Softaculous


Topic : Backup Improvements


Posted By: Keage on March 29, 2016, 1:09 am
  • The backup filename format could be much better. Rather than e.g. 15.gz, let's see something such as id-hostname-time.gz, e.g. 15-server1-mydomain-com-20160329030000.gz. This will help when identifying backups for disaster recovery.
  • The user should be able to access backups of their VPS and restore themselves
  • The backup logs should appear on their own page in the admin panel, not under settings (seems a weird place to put the logs). Better yet, have a logging page in the admin panel which allows the admin to access various logs including backup ones.
  • "This VPS does not exist. Unable to restore to a non-existant VPS" - lets have a solution to this, rather than having to re-create a VPS with the same specs manually. A GUI which reads the .inf file from the backup and automatically creates a new guest with the same spec would be helpful (let the admin confirm and tweak settings first). In short, a way to restore a backup after the guest has been removed (seems like this would be a common use-case).
  • The user should see feedback when a restoration is taking place, during restoration the user should not be able to take any action on a VPS (instead a message e.g. "Restoration in progress... 55% complete). Perhaps a simple solution to this is for the VPS to be placed into "managed by admin" mode temporarily (at least this is what I would do for now when restoring, to stop a user from breaking anything).

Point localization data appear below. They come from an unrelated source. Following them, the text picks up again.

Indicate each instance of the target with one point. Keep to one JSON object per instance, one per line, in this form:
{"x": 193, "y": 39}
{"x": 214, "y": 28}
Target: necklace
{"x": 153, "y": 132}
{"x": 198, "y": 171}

Posted By: moka on April 30, 2016, 1:11 pm | Post: 1
+ for the last idea

Posted By: asim_shaikh on May 2, 2016, 4:58 am | Post: 2
Quote
The backup filename format could be much better. Rather than e.g. 15.gz, let's see something such as id-hostname-time.gz, e.g. 15-server1-mydomain-com-20160329030000.gz. This will help when identifying backups for disaster recovery.


The backup folder name is the date on which the backup was created isn't  .
We use the backup file name to detect the VPS on which the backup is to be restored.

Quote
The user should be able to access backups of their VPS and restore themselves


The backup plan feature is in development to allow End users to specify the backup settings for their VPSs.The admin can enable/disable this feature.

Quote
The backup logs should appear on their own page in the admin panel, not under settings (seems a weird place to put the logs). Better yet, have a logging page in the admin panel which allows the admin to access various logs including backup ones.
"This VPS does not exist. Unable to restore to a non-existant VPS" - lets have a solution to this, rather than having to re-create a VPS with the same specs manually. A GUI which reads the .inf file from the backup and automatically creates a new guest with the same spec would be helpful (let the admin confirm and tweak settings first). In short, a way to restore a backup after the guest has been removed (seems like this would be a common use-case).
The user should see feedback when a restoration is taking place, during restoration the user should not be able to take any action on a VPS (instead a message e.g. "Restoration in progress... 55% complete). Perhaps a simple solution to this is for the VPS to be placed into "managed by admin" mode temporarily (at least this is what I would do for now when restoring, to stop a user from breaking anything).


Noted.



-----------------------
Regards,
Virtualizor Team
http://www.virtualizor.com

Posted By: Keage on May 4, 2016, 12:53 am | Post: 3
Quote From : asim_shaikh May 2, 2016, 4:58 am

The backup folder name is the date on which the backup was created isn't  .
We use the backup file name to detect the VPS on which the backup is to be restored.


Understood, however you could still place useful information (such as the VPS hostname) in the backup filename. The ID can still easily be parsed from the filename. e.g. in date-hostname-id format, you would split it up and take the last value (any dashes in the hostname can be removed, it's just to help with identification for the system admin).

To help explain our point of view, we sync these backups off to cloud storage by the filename for disaster recovery. So it would be helpful if they were named in a way that not just Virtualizor understands but humans too.

Thanks for taking the time to reply.

Posted By: teostefan10 on December 12, 2017, 11:24 am | Post: 4
Quote From : Keage May 4, 2016, 12:53 am
Quote From : asim_shaikh May 2, 2016, 4:58 am

The backup folder name is the date on which the backup was created isn't  .
We use the backup file name to detect the VPS on which the backup is to be restored.


Understood, however you could still place useful information (such as the VPS hostname) in the backup filename. The ID can still easily be parsed from the filename. e.g. in date-hostname-id format, you would split it up and take the last value (any dashes in the hostname can be removed, it's just to help with identification for the system admin).

To help explain our point of view, we sync these backups off to cloud storage by the filename for disaster recovery. So it would be helpful if they were named in a way that not just Virtualizor understands but humans too.

Thanks for taking the time to reply.


Is there any update? We need to understand the backup name, not just Virtualizor itself.